Second, in practical applications, considering power consumption and system resource occupancy, multi-core is generally not fully utilized to reason about models. After all, some resources are reserved for other applications, so I generally use single-core, and at most dual-core. Especially on mobile phones, the power consumption problem is particularly serious. If the CPU usage is too high during model inference, it will cause overheating and frequency reduction, which is counterproductive.
Finally, the battery life will be shortened. Especially on mobile phones, the power consumption problem is particularly serious. If the CPU usage is too high during model inference, it will cause overheating and frequency reduction, which is counterproductive.
Therefore, we should not only look at the time-consuming model inference, but also pay attention to the system resources, memory, and CPU usage consumed by model inference. For example, both models can reach 30fps on the CPU, but the CPU only accounts for 20% of model A in the case of single-core real-time. Model B achieves real-time when the four cores are fully turned on. The CPU usage may be 100%, but Model B may perform better. In this case, you need to weigh the pros and cons.
Improvements to Yolo-FastestV2
First, the backbone of the model was replaced by shufflenetV2. Compared with the original backbone, the memory access is reduced and lighter. Secondly, the matching mechanism of Anchor refers to YOLOV5, which is actually the official version of YOLOV5 and Darknet. The matching mechanism of YOLOV4 in Anchor is quite different (I will not go into details. There are many analyses on the internet).
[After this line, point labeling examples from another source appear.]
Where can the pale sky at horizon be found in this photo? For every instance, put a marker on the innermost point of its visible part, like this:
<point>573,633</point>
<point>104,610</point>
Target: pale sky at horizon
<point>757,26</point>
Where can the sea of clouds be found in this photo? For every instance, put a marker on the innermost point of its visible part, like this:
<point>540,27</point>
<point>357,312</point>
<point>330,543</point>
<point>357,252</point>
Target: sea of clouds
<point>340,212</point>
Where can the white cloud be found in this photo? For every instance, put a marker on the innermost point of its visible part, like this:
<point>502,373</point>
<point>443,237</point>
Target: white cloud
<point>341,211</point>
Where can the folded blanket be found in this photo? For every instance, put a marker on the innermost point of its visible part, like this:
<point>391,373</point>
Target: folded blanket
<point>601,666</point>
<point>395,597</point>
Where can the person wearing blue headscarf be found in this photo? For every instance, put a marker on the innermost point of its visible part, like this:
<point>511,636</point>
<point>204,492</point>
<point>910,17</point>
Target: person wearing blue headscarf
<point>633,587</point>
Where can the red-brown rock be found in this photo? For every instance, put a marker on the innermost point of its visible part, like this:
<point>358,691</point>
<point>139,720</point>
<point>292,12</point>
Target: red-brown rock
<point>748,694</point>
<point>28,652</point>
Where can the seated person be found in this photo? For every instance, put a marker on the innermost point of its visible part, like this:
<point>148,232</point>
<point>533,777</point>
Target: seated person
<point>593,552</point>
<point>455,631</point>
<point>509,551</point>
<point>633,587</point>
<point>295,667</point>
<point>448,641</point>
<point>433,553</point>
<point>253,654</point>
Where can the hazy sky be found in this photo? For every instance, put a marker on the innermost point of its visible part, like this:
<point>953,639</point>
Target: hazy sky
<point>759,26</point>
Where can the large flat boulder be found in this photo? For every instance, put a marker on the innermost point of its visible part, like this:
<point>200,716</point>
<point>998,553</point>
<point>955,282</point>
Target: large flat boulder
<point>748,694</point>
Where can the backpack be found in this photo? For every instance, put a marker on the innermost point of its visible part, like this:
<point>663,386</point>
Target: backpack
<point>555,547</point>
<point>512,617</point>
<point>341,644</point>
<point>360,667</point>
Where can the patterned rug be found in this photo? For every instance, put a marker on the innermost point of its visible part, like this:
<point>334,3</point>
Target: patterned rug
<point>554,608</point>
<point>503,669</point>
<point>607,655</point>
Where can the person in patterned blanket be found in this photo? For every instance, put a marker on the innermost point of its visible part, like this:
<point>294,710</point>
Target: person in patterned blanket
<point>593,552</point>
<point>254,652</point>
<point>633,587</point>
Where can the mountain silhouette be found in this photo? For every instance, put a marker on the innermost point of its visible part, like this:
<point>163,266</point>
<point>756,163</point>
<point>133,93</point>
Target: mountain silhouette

The next step is the decoupling of the detection head. This is also a reference to YoloX. It will return to the detection frame and classify the foreground and background. The classification of the detection category has the feature map of Yolo coupled into three different feature maps, where the classification of the foreground-background and the classification of the detection category share the same network branch parameters.
Finally, the loss of detection category classification is replaced by the sigmoid's softmax.
By the way, this time there are only two scale detection heads that output 11x11 and 22x22, because the accuracy of three detection heads (11x11, 22x22, 44x44) and two detection heads (11x11, 22x22) are not much different in coco. I think the reasons are as follows:
- Backbone has too few feature maps corresponding to 44x44 resolution
- The positive and negative anchors are severely unbalanced
- Small objects are difficult samples and require high model learning capabilities.
Later, you may be more concerned about the comparison with yolox and nanoDet. The accuracy is certainly not comparable, but the speed should be two or three times faster. The volume of PP-YOLO Tiny is only 1.3M ("Lighter and lighter than YOLO-Fastest. Faster?") The volume of int8 is a bit short compared with the volume of Yolo-fastest fp32. YOLO-FastestV2 int8 is only 250kb, although I have not run PP-YOLO Tiny, but it should still be faster than that. Therefore, the choice of model depends on everyone's needs.
RK3399 and Raspberry Pi 4 match ncnn bf16s, but YOLO-FastestV2 can be real-time.
The final measured effect of the model:
Opinions expressed by DZone contributors are their own.